第5話 熊

 吹雪は、ようやく収まってきたようだ。

 恐る恐る外を覗いてみたが、熊の姿は、見える範囲にはいない。

「おい」

「うぎゃあ!?」

 後ろから足音も無く近寄って来て声をかけて来た草津先輩を振り返る。

「びびびっくりした……おはようございます。草津先輩でしたか。ああ、もう。熊がいるんじゃないかとびくびくしてたのに」

 草津先輩はキョトンとしてから、大声で笑い出した。

「ああ。それで、変な忍び足でドアの方へ行ってたのか」

「そうですよ。そこに熊がいたら怖いじゃないですか」

 草津先輩は涙を浮かべながら笑い、

「スマン。脅かすつもりはなかったんだが……クククッ。あのへっぴり腰……ブフッ」

と、笑いながら、奥へと引っ込んで行った。

 そこまで笑わなくてもいいじゃないかあ。

 震える草津先輩の背中を見送って、恥ずかしさを堪え、平静をたもってみる。

「ようやく吹雪が収まって来ましたよ」

 黒川先輩も、傍に来て外を眺めた。

「そうだな。これなら、このまま回復するかも知れないな」

「救助隊が来てくれますか。それとも、こっちから下山しますか」

 ウキウキと問う。

「ここにいると、向こうがわかっているかどうかわからんしな。下山しよう。これだけ視界が晴れて来ていたら、大丈夫。迷わずに下山できるだろう」

 別府先輩と翔子の事が心配になる。

「そうときまれば、準備だ。毛布を返して来てくれ」

「はい」

 僕は毛布を畳んで、部屋へ返しに行った。それから、ザッとリビングの掃除をしておく。

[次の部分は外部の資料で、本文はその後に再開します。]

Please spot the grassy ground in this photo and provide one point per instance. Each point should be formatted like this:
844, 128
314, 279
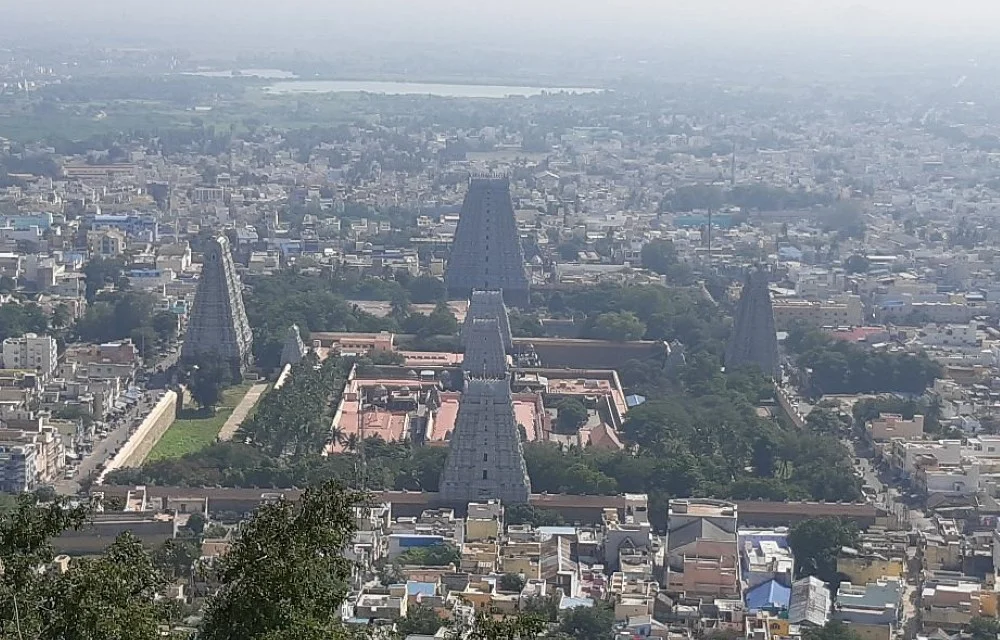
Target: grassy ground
194, 429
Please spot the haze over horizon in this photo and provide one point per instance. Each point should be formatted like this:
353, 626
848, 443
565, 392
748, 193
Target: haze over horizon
317, 26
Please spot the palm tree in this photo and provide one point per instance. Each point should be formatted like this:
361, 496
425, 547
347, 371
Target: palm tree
337, 435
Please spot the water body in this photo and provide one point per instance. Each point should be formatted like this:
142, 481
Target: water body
266, 74
415, 88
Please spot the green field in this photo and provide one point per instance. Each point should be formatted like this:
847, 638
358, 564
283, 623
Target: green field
193, 430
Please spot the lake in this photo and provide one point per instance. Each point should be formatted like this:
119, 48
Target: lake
266, 74
414, 88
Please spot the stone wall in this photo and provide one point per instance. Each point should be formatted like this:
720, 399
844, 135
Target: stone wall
138, 446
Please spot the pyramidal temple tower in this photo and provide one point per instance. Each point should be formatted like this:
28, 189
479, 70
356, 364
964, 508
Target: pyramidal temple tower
754, 339
486, 252
218, 327
485, 454
489, 305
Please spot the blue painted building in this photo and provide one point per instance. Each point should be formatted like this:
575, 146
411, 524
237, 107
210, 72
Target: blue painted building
133, 225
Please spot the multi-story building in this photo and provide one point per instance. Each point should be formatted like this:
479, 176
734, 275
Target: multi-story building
136, 226
892, 425
18, 472
106, 243
871, 611
702, 556
31, 352
844, 312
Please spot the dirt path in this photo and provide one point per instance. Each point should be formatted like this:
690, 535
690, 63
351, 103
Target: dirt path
241, 411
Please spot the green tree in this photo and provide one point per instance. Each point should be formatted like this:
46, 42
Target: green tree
164, 324
102, 272
833, 630
816, 544
588, 623
659, 256
825, 421
857, 263
983, 628
485, 627
620, 326
511, 583
440, 322
176, 557
294, 549
207, 380
196, 523
438, 555
419, 621
112, 595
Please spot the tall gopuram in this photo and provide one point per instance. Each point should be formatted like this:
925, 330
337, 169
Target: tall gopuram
218, 327
754, 339
486, 252
485, 453
489, 305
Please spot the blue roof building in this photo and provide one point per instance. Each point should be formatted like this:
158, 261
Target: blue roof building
770, 596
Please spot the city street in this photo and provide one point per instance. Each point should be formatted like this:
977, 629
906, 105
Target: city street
105, 448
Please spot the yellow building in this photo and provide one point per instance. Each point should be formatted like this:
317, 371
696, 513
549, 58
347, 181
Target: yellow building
847, 312
870, 568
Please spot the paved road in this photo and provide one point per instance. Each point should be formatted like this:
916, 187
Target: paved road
104, 449
240, 412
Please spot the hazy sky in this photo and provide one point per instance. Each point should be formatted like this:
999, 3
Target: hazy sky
568, 22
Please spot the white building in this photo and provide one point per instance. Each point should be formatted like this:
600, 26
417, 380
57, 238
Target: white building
31, 352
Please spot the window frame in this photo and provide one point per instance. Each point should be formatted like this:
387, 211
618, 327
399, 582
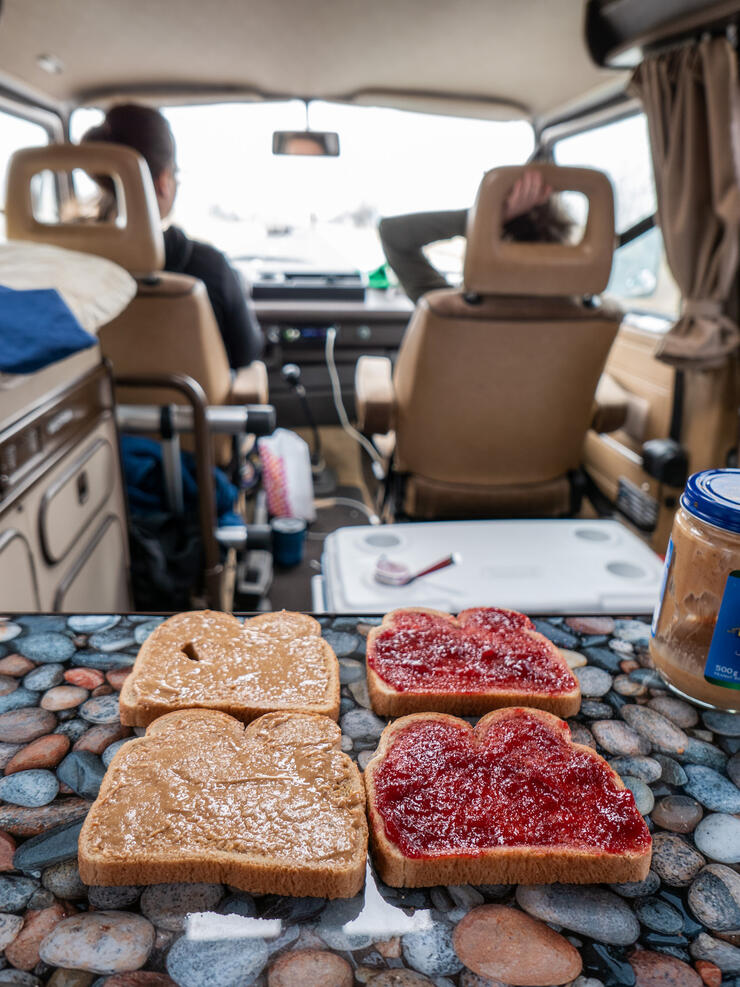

 姿の見えない先輩達はキッチンの掃除でもしているのかと、キッチンを覗きに行く。

「あ、いた。先輩。簡単に掃除、を……」

 先輩達は、怖い顔で、広げたジャンパーに何かを包んでいた。靴とウエストポーチ。どれも、見覚えがある。

 先輩達は怖い顔で僕を振り返った。

「……それ、翔子の……。そっちは、別府先輩の……」

 どうして2人のジャンパーがここにあるのだ。2人は、防寒具無しで行ったとでも言うのか?あり得ない!

 黒川先輩が、ひたと僕に目を据えて言った。

「本当はわかってたんだろ」

 草津先輩は口元を吊り上げた。

「鹿やうさぎが、そう都合よく出て来る訳ないって」

 僕は後ずさり、その分、先輩が近付く。

「そ、そんなの……だって……何で……」

 味が甦る。鹿の赤ワイン煮のあの舌を火傷しそうな熱さとコク、ステーキのジューシーな旨味、ハンバーグのしっとりとした食感、肉団子入りスープのあっさりとした旨味。うさぎのコンソメ煮のあっさりとした味と弾力、ソテーの香ばしさ、味噌煮のこっくりとしたコク、香草煮の爽やかな風味。

「う、嘘だ、嘘だ、嘘だ!何で!?」

 黒川先輩が、神妙な顔で答えた。

「別府は、部長として責任を感じていたんだよ。それで、志願した」

「有馬は、お前を助けたかったんだな。足手まといとして食料にされるんじゃないかって恐れて。お前に食べられるなら嬉しいって言ってたぜ」

 草津先輩は言って、穏やかに笑いかけて来た。

「……そんな……翔子……」

 ペタンと、座り込む。

 そんな僕の肩に手をかけ、黒川先輩が言う。

「究極の事態だったんだ。これ以上吹雪が続いたら、今度はこの中の誰かになっていただろうな。

 でも、世間はそうは思わないだろうな」

「だから、昨日のうちに、食べられなかった内臓と頭を外に出しておいたんだ。熊が来ただろ」

 あ……。

「2人は熊に襲われたんだ。ここへ辿り着く寸前に別府が。後からパニックになって飛び出した有馬が」

「これも外に捨てておかないとな。ここにあるはずのないものだからな」

 先輩達は当然のように言って、それらを外に持ち出していった。


 その後の事は、よく覚えていない。先輩達に連れられて歩き出し、救助隊に発見され、ショックのあまりに記憶もおかしくなって現実を受け入れられないでいるかわいそうな体験をした子、としてしばらく入院した。

 ふわふわとした中で、退院し、学校に行き、ようやく現実に帰って来たのは、春になってからだった。

 何を食べても味がしない。

 山荘で食べたものは、あんなに鮮明に思い出せるのに……。

 どうすればいいんだろう。

「翔子ォ」

 こんなにお腹は空いているのに。誰か、助けて。